Next, mice were housed in exercise conditions for 3 weeks and then subjected to behavioral tests to analyze depressive-like behavior. In wild-type mice, immobility time decreased in the forced swimming test (Figure 1C) and the tail suspension test (Figure 1D) after 3 weeks of exercise, indicating the antidepressant effects of exercise. By contrast, Htr3a−/− mice showed no decrease in immobility time in either test after 3 weeks of exercise (Figure 1C and 1D), indicating that 5-HT3 receptors are essential for the antidepressant effects of exercise (27).

These results indicate that 5-HT3 receptors play an essential role in the exercise-induced increase in hippocampal neurogenesis and antidepressant effects. In other words, it was suggested that exercise-induced serotonin increase in the hippocampus induces hippocampal neurogenesis and antidepressant effects via 5-HT3 receptors (27), (28). Therefore, we next focused on the 5-HT3 receptor-mediated antidepressant effects and examined it in more detail.

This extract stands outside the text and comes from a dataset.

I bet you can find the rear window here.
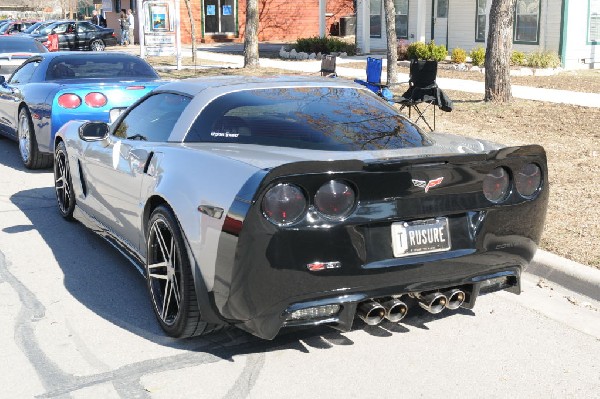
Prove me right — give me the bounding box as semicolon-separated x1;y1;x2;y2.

5-HT3 Receptor-mediated Antidepressant Mechanism

1. Effects of 5-HT3 receptor agonists on depressive behavior

First, we examined the effects of 5-HT3 receptor stimulation with agonists on depressive-like behavior. The administration of a 5-HT3 receptor agonist (SR 57227A) to wild-type mice decreased immobility time in the tail suspension test and produced antidepressant effects (Figure 2A). By contrast, Htr3a−/− mice showed no decrease in immobility time (Figure 2A).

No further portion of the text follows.